Quest’ultimo, il n.344 emanato il 4 agosto, è stato pubblicato sul n. 198 della Gazzetta Ufficiale in data 26 agosto. Altri 6 decreti sono attualmente in fase di pubblicazione.
Non tutti i decreti attuativi “in via di approvazione” sono uguali: ciascuna tipologia prevede un determinato percorso e necessita di pareri vincolanti da parte di una molteplicità di soggetti.

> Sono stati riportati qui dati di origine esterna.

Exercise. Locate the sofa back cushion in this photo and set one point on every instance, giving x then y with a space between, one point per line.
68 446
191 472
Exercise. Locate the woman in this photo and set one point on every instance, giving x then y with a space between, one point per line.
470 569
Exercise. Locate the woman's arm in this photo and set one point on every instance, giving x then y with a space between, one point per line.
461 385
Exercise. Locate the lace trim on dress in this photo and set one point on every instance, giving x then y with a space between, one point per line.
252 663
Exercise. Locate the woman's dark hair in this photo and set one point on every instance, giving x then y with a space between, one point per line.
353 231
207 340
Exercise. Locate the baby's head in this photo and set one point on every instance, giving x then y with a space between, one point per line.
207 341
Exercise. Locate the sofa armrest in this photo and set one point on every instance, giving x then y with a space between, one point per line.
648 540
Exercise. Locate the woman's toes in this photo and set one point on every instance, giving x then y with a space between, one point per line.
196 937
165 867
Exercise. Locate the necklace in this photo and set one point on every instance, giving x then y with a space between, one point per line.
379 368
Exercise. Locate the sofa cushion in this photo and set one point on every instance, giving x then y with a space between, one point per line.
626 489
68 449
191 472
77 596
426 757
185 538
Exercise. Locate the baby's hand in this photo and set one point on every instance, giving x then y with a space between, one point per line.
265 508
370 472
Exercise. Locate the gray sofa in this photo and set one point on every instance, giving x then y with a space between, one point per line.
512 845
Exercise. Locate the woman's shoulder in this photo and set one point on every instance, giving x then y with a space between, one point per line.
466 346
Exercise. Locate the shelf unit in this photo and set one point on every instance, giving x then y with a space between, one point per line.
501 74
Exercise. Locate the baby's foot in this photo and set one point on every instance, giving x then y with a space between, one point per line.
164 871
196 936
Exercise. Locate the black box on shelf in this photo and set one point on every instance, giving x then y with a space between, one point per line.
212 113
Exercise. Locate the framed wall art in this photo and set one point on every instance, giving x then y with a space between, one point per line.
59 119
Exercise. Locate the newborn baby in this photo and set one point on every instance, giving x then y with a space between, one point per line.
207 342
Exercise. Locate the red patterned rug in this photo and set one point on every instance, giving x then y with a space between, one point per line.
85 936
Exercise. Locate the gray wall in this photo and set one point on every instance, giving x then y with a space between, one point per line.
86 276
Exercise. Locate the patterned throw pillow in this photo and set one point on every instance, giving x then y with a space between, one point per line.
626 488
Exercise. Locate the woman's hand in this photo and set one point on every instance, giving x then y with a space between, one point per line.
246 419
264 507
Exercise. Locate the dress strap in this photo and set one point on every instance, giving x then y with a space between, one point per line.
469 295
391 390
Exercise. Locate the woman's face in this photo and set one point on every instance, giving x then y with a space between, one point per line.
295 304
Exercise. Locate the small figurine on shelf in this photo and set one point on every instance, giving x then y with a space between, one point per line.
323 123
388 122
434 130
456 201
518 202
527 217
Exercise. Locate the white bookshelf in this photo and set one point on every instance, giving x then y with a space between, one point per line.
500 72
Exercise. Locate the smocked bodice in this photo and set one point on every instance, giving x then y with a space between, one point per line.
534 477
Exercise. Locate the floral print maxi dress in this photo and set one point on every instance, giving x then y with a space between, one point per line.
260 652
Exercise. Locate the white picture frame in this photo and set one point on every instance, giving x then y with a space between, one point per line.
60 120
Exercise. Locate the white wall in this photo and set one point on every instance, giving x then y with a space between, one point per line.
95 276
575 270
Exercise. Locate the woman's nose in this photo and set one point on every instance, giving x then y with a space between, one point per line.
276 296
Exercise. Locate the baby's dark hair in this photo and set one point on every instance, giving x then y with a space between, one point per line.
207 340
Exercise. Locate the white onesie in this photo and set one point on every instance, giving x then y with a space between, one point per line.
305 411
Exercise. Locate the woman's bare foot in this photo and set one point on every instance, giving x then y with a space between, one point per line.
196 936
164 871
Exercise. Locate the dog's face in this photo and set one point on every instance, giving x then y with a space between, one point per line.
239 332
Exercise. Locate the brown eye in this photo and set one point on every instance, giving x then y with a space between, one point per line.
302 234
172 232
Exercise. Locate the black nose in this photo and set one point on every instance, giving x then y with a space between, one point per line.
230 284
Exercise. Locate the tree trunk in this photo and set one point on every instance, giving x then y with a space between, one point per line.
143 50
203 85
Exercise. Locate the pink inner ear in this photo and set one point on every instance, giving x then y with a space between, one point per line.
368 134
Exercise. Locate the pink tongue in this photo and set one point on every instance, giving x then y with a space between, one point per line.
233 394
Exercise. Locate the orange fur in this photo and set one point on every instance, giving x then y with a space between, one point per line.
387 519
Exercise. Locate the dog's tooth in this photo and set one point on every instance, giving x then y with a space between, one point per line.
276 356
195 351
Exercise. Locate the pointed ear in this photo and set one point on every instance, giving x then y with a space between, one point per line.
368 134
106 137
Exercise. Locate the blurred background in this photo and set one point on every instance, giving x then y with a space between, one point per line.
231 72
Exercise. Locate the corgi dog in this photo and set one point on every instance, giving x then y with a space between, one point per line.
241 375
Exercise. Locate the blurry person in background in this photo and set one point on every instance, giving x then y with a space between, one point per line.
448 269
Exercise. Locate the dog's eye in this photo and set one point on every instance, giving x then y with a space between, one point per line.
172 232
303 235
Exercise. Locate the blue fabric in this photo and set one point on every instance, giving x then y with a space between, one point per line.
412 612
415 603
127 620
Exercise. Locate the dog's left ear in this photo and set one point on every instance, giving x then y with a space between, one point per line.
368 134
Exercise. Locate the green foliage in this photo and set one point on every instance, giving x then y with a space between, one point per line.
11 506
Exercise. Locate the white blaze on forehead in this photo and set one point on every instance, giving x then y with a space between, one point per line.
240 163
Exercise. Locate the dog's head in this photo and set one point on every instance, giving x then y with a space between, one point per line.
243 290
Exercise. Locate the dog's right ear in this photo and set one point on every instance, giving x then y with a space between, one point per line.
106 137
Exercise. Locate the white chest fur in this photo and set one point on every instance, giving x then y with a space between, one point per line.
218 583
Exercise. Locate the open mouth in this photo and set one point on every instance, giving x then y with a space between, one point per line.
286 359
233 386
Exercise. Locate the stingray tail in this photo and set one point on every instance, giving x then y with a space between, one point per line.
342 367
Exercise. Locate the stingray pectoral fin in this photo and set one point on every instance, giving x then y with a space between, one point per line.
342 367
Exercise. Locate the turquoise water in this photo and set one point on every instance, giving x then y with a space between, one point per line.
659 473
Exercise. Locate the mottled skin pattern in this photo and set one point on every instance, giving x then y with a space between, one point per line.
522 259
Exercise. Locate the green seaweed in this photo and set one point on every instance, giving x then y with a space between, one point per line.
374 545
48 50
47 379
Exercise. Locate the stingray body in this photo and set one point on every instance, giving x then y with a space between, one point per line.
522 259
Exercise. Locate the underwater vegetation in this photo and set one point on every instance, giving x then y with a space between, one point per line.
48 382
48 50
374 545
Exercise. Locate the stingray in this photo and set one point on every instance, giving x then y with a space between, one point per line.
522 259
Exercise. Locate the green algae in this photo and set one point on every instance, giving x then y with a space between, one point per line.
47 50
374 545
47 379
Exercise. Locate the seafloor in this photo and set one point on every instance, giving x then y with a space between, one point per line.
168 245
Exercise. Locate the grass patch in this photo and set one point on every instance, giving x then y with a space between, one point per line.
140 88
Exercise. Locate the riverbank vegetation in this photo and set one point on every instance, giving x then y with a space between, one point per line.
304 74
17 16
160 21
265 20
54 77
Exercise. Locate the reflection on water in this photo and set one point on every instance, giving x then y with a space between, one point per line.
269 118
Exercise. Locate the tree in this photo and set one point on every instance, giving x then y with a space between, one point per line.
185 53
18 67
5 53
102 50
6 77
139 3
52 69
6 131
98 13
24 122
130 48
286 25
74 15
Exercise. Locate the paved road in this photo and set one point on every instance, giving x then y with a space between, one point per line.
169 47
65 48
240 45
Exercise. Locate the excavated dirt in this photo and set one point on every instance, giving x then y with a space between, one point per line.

Per quanto riguarda i “decreti regolamentari” c’è una tappa obbligata dal presidente della Repubblica o presso il Consiglio di Stato; alcuni altri devono essere decisi di concerto con il Ministero dell’Economia e delle Finanze, con quello della Salute o con le Commissioni parlamentari; altri ancora necessitano del parere del Cun (Consiglio Universitario Nazionale), del Cnam (Consiglio Nazionale per l’Alta Formazione Artistica e Musicale) o dell’Anvur (Agenzia Nazionale di Valutazione del Sistema Universitario e della Ricerca).
Attualmente 7 decreti “stazionano” alla Corte dei Conti che deve verificarne la copertura finanziaria.